MOSKAU taz ■ Moskaus politische Elite hat eine große Vorliebe für Rekorde. Diesmal brilliert Moskau mit einem negativen Rekord. 600 Milliarden Dollar Aktienkapital vernichtete die Finanzkrise in Russland. Seit Mai 2008, als die russische Börse ihren Höchststand erreichte, ist der Aktienindex Micex um mehr als 60 Prozent gefallen. Laut einer Dow-Jones-Rangliste von 61 Indizes ist Russland weltweit am stärksten von der Finanzkrise betroffen.

Das Vermögen der 25 reichsten russischen Oligarchen schmolz in der Börsenbaisse um mehr als ein Drittel.
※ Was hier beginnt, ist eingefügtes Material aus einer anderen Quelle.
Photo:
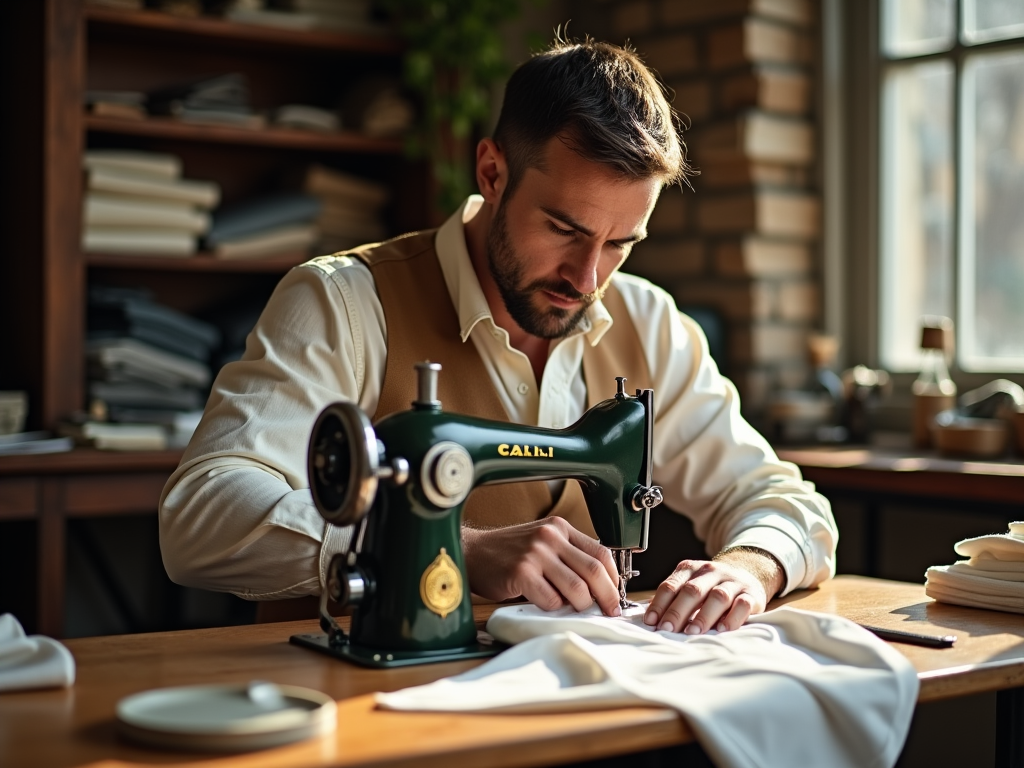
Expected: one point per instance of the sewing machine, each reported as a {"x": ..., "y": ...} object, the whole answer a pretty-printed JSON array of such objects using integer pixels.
[{"x": 402, "y": 482}]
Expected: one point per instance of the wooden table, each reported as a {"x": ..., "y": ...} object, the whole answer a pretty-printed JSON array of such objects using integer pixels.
[
  {"x": 876, "y": 477},
  {"x": 52, "y": 488},
  {"x": 906, "y": 473},
  {"x": 75, "y": 727}
]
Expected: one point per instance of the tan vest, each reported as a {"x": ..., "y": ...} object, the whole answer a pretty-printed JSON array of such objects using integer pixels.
[{"x": 422, "y": 325}]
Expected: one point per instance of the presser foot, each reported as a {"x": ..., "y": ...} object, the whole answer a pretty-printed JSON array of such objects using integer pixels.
[
  {"x": 389, "y": 658},
  {"x": 624, "y": 563}
]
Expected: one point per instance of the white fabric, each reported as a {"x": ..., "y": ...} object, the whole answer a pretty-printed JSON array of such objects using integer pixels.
[
  {"x": 992, "y": 578},
  {"x": 35, "y": 662},
  {"x": 238, "y": 516},
  {"x": 794, "y": 688}
]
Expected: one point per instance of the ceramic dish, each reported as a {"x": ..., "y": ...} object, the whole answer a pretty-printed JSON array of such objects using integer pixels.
[{"x": 226, "y": 718}]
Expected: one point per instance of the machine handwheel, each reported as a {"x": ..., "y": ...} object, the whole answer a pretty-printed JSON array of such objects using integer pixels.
[{"x": 343, "y": 464}]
Seit Mai wurden laut der Nachrichtenagentur Bloomberg 238 Milliarden Dollar vernichtet. Schon prognostiziert die Regierung für 2009 statt der erwarteten 6,7 nur noch 5,7 Prozent Wachstum. Das würde eine Trendwende bedeuten in einem Land, dessen Wirtschaft seit 2000 kontinuierlich mehr als 7 Prozent zulegte. 150 Milliarden Dollar pumpte der Staat als Stützungsmaßnahme in 28 Bankhäuser und russische Unternehmen, die ihre Auslandsschulden nicht bedienen konnten. Die Erleichterung war nur kurzfristig. Nach wie vor zittern Investoren vor den Auswirkungen auf die Sektoren der realen Wirtschaft.

Am Wochenende kündigte Finanzminister Alexei Kudrin an, aus dem nationalen Wohlstands- und Rentenfonds 5 Milliarden Euro in Aktien und Obligationen russischer Unternehmen als langfristige Investitionen anzulegen. Mit einem Stabilitätsfonds von 500 Milliarden Dollar verfügt Russland zudem über die drittgrößten Währungsreserven der Welt. Die Präsenz des Staates auf dem Markt würde auf die Wirtschaft einen Gesundungseffekt ausüben, meinte Kudrin. Sieht sich der Staat zu weiteren Stützungsmaßnahmen gezwungen und trifft dies mit einem weiteren Sinken der Preise für Öl und Buntmetalle zusammen, dann sind hingegen auch 500 Milliarden Dollar kein unerschöpfliches Polster mehr.

Angst um ihre Liquidität haben auch die großen Energiekonzerne. Gazprom, Lukoil, Rosneft und TNK-BP baten die Regierung um frisches Geld. Ein Teil ist für die Tilgung von Krediten vorgesehen, die wegen des unterentwickelten russischen Bankensektors meist von westlichen Geldgebern stammen. Der andere Teil dient der Aufrechterhaltung der Produktionskapazitäten. Die Krise könnte zur Folge haben, dass auch die Förderkapazitäten sinken. Die vier Energieunternehmen produzieren 70 Prozent des russischen Öls und 91 Prozent des Gases. Lukoil Chef Wagit Alekperow sieht bei einem Ölpreis von weniger als 105 Dollar pro Fass für sein Unternehmen keine Möglichkeit mehr, die Produktion anzukurbeln.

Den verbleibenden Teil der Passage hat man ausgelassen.